Vidéo de la conférence : L'Arctique est-il -vraiment- stratégique ?
L’Arctique est-il -vraiment- stratégique ? Un événement CSFRS et DIPLOWEB
De gauche à droite, par ordre d’intervention : Thomas Merle, Michel Foucher, Laurent Mayet.
Diploweb

Une idée semble par conséquent être acquise pour tous : la superpuissance arctique, c’est la Russie, ne serait-ce qu’en termes de superficie, de ressources naturelles, d’activités et de présence historique dans l’Arctique. Il convient aussi d’ajouter que c’est un intérêt majeur pour la Norvège qui fait l’objet de stratégies de développement pour le pays. L’essentiel des ressources en hydrocarbures de Norvège se trouve, en effet, dans la zone arctique, qui est par conséquent une zone hautement stratégique pour la Norvège. Par ailleurs, contrairement aux autres pays nordiques que sont la Finlande et la Suède, elle possède des côtes sur l’Arctique.

Finalement, peut-on parler de « région » arctique ? Deux représentations se font face : d’un côté, l’une appelle « arctique » la juxtaposition des territoires septentrionaux de puissance de latitude moyenne comme le Canada, les Etats-Unis ou encore le Danemark. Ces puissances arctiques sont les centres de gravité économique, démographique et de décision politique. Il s’agit d’une conjoncture complexe qui invite à penser la gouvernance de ces territoires par rapport à un Etat central géographiquement lointain. De l’autre côté, la projection dite polaire fait apparaître une authentique région arctique constituée de puissances riveraines et d’un espace maritime enserré par des continents. Cependant, il semble important de garder à l’esprit que l’Arctique désigne aussi, sur les plans économique et politique, des territoires contrôlés par des puissances subarctiques, c’est-à-dire situées hors de cet espace spécifique.
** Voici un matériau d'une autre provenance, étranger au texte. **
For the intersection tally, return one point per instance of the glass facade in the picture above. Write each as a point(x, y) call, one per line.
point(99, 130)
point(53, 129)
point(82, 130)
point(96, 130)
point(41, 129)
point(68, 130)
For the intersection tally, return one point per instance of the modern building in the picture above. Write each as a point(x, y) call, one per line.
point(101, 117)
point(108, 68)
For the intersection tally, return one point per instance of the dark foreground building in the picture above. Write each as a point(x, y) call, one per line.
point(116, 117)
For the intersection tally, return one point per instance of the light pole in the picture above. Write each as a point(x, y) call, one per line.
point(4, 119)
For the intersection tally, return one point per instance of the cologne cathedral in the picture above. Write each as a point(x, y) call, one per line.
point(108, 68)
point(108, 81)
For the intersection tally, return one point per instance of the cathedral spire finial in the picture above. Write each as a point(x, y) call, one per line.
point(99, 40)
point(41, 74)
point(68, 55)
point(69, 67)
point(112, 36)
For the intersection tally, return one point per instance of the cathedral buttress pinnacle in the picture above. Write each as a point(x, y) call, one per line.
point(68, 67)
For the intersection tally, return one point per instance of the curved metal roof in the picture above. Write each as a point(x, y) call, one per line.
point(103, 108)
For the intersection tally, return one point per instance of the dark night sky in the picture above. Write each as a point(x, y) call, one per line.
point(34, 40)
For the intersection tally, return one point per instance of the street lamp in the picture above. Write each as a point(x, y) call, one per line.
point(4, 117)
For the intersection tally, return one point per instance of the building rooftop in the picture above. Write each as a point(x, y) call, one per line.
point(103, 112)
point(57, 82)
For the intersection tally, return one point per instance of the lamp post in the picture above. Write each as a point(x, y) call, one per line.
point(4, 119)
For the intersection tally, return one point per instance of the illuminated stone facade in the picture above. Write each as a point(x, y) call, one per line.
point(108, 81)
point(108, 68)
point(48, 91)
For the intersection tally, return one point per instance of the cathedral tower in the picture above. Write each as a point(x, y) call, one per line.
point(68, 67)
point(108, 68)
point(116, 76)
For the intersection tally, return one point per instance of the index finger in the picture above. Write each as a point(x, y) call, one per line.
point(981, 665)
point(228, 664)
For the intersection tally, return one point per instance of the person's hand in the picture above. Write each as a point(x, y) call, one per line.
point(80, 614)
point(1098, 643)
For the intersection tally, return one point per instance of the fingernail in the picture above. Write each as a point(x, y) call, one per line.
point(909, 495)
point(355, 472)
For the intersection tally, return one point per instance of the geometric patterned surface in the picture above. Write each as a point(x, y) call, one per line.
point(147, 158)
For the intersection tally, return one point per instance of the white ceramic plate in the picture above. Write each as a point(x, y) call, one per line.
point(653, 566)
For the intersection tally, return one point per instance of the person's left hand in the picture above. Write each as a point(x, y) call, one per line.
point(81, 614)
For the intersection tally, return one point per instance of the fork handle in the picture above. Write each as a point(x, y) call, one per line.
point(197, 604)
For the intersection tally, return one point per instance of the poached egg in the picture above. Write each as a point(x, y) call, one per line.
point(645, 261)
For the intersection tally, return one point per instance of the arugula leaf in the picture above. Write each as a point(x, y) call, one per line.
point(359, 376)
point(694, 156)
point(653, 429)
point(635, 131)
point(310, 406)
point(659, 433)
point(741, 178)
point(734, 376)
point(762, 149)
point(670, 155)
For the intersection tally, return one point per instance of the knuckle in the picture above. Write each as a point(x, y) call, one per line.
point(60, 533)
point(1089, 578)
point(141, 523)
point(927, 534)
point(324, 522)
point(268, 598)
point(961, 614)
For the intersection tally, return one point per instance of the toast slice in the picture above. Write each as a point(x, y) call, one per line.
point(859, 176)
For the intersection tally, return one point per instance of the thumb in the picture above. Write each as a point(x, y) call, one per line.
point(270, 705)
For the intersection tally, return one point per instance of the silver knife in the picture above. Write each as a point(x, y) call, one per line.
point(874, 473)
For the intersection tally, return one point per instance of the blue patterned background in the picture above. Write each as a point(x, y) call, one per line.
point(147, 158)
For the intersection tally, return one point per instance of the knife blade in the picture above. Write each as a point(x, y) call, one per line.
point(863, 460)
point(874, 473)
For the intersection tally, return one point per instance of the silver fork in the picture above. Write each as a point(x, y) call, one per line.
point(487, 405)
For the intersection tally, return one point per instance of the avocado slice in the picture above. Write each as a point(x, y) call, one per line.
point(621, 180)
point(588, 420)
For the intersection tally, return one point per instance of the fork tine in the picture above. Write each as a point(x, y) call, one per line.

La question qui se pose pour les puissances subarctiques semble alors être la suivante : comment exercer un relatif contrôle sur une région quasi désertique dont la population n’est estimée qu’à quatre millions d’habitants et comment exercer sa souveraineté dans une zone que les géographes qualifient de périphérie du monde ?

Au-delà de ces pluralités de représentations, il subsiste une indétermination quant à la définition même de ce qu’est l’Arctique. Le critère de l’englacement qui semble le plus fondamental n’est pas acceptable dans la mesure où il n’est pas vérifié sur l’ensemble du territoire arctique. Bien qu’incorrecte, c’est aujourd’hui la définition politique qui prévaut. Celle-ci stipule que tout Etat qui possède des mers ou des terres sous souveraineté ou juridiction nationale est arctique. Ainsi, les 8 Etats membres de la zone arctique se reconnaissent comme tels parce qu’ils ont chacun reconnu une partie de leur territoire comme étant arctique, et ce selon des critères non uniformisés. L’Arctique semble alors être une sorte de mosaïque, une juxtaposition de définitions disparates et non une représentation purement géographique. Il n’existe en somme aucune définition scientifique et géographique qui permette de légitimer le panel du Conseil de l’Arctique.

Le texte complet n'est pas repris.